Agent skill
principle-guide
Guide decision-making using principles and trade-off analysis frameworks. Use when making technical decisions, evaluating alternatives, designing solutions, or choosing between options. Helps establish lasting principles.
Install this agent skill to your Project
npx add-skill https://github.com/majiayu000/claude-skill-registry/tree/main/skills/data/principle-guide
SKILL.md
Principle-based Decision Making
Guide systematic decision-making and establish principles that automate future decisions.

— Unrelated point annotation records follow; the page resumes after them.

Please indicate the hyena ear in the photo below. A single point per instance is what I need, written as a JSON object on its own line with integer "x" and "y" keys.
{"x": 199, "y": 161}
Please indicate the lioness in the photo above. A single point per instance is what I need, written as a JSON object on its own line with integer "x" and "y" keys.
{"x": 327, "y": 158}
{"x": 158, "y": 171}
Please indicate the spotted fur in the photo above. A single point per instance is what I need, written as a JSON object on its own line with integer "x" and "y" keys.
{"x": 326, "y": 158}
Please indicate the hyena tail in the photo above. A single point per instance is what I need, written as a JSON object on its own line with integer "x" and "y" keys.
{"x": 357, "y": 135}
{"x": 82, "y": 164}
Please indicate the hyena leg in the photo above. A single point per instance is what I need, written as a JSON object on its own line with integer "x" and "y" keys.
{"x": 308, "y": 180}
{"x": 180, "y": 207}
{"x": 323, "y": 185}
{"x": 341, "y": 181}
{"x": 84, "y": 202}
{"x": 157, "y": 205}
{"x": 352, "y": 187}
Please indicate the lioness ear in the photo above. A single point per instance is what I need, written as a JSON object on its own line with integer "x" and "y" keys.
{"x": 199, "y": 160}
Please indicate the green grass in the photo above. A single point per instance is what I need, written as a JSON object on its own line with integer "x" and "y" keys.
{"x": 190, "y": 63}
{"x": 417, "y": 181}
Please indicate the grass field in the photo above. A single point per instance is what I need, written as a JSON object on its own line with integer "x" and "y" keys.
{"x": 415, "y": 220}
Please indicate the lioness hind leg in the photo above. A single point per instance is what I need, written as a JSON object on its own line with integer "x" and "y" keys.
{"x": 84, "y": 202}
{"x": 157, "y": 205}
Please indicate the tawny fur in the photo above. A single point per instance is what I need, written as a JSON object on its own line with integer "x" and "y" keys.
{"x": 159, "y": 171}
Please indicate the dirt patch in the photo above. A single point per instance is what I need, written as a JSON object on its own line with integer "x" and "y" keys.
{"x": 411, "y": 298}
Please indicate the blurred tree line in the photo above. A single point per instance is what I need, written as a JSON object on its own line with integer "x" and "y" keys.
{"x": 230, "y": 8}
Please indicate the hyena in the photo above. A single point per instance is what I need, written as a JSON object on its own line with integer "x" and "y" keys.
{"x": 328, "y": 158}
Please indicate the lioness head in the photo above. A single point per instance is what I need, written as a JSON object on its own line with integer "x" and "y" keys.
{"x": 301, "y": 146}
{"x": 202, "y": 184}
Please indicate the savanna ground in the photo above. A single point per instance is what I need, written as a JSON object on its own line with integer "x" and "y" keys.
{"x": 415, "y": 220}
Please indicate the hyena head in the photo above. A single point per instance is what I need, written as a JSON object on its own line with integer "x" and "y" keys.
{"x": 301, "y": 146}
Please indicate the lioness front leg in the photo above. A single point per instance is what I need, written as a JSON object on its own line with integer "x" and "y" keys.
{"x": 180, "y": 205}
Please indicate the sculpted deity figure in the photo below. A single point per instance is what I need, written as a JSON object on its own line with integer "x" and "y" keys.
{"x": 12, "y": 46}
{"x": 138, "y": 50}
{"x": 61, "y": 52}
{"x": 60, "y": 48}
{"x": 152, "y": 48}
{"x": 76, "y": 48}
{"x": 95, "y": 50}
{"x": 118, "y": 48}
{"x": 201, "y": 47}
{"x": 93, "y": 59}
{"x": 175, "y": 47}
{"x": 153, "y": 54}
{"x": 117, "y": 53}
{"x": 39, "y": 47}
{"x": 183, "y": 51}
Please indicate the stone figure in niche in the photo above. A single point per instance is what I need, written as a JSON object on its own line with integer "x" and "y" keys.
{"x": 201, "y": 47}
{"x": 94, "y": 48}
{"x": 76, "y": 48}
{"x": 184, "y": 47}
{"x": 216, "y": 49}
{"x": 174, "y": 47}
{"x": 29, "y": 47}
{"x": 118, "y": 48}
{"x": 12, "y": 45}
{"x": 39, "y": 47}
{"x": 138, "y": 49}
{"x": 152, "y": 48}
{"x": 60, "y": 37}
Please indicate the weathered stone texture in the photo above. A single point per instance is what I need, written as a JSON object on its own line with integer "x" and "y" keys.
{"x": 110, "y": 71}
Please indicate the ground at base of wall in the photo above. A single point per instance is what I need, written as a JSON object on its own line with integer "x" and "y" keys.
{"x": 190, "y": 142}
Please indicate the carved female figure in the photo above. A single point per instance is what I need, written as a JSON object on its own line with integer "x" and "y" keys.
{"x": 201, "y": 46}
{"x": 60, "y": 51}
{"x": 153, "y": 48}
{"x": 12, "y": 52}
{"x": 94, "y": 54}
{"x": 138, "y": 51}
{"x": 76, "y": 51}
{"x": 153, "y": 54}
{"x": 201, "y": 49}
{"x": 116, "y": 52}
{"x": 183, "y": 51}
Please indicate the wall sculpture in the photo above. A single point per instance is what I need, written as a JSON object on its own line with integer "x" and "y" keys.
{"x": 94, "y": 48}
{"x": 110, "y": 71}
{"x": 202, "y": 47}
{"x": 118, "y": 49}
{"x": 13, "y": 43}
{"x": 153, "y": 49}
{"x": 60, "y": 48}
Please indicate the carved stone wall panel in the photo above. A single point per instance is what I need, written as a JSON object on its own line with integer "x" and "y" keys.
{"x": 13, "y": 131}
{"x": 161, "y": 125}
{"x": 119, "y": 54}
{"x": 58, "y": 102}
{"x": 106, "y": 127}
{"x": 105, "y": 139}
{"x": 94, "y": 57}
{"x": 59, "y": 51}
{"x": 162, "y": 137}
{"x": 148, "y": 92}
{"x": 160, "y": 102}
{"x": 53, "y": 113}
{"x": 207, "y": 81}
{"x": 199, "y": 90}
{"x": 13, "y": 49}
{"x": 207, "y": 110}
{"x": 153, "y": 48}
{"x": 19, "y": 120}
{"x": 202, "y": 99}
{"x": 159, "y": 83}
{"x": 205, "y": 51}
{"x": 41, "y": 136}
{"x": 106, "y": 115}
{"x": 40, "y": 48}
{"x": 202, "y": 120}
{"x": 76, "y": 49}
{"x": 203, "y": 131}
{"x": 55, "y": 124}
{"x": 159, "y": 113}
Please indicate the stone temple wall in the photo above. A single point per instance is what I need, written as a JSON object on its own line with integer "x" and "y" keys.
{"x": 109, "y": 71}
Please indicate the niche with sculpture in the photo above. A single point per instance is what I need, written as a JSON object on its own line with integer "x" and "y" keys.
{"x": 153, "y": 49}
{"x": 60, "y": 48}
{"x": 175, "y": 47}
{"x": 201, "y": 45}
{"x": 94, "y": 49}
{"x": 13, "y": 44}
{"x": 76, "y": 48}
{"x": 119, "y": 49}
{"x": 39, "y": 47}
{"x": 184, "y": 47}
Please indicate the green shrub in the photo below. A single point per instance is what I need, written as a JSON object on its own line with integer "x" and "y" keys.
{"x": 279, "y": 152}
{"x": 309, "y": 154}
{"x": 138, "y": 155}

Core Philosophy: "Decide How to Decide"
Instead of making individual decisions repeatedly, establish principles that automate future decisions.
The Problem
Your day is filled with decisions:
- Which technology to use?
- How to structure this code?
- What approach to take?
But: Most decisions you make shouldn't require your judgment every time.
The Solution
One principle can guide a thousand decisions.
❌ Repeated Decision: "Should we use library X?"
(Asked every time a new library is needed)
✅ Principle Established: "Use libraries with:
- 1000+ GitHub stars
- Active maintenance (commit in last 3 months)
- Compatible license (MIT/Apache2)
- Clear documentation"
(Applies to all future library choices automatically)
Leverage
| Short-term Decision | Long-term Principle |
|---|---|
| "What should this variable be named?" | "Naming convention: camelCase for variables, PascalCase for classes" |
| "What should this API return?" | "API design principle: Always return consistent format {data, error, meta}" |
| "How to refactor this code?" | "Refactoring principle: Refactor when complexity >10 or duplication >3" |
One decision → Thousand judgments automated
When to Use This Skill
Technical Decisions
- Choosing technologies (database, framework, library)
- Architectural patterns (monolith vs microservices)
- Infrastructure decisions (cloud provider, deployment strategy)
- Build vs buy decisions
Design Decisions
- API design choices
- Data model design
- Performance vs maintainability trade-offs
- Flexibility vs simplicity trade-offs
Process Decisions
- Development workflow
- Testing strategy
- Deployment process
- Code review standards
Decision Process (6 Steps)
Step 1: Define Decision Context
Questions to answer:
- What decision needs to be made?
- Why is this decision necessary?
- What constraints exist?
- Who is affected?
- What is the expected lifespan?
Template:
## Decision Context
**Decision**: [What we need to decide]
**Why**: [Problem or opportunity]
**Constraints**:
- Budget: [amount]
- Timeline: [deadline]
- Resources: [team, skills]
- Compliance: [regulations]
**Stakeholders**: [who is affected]
**Lifespan**: [how long this matters]
Step 2: Identify Alternatives
List all viable options (minimum 2, ideally 3-5):
## Alternatives
1. **Option A**: [name and brief description]
2. **Option B**: [name and brief description]
3. **Option C**: [name and brief description]
4. **Status Quo**: [do nothing / keep current]
Example:
1. PostgreSQL (RDBMS with ACID)
2. MongoDB (Document store, flexible schema)
3. DynamoDB (Managed NoSQL, AWS-specific)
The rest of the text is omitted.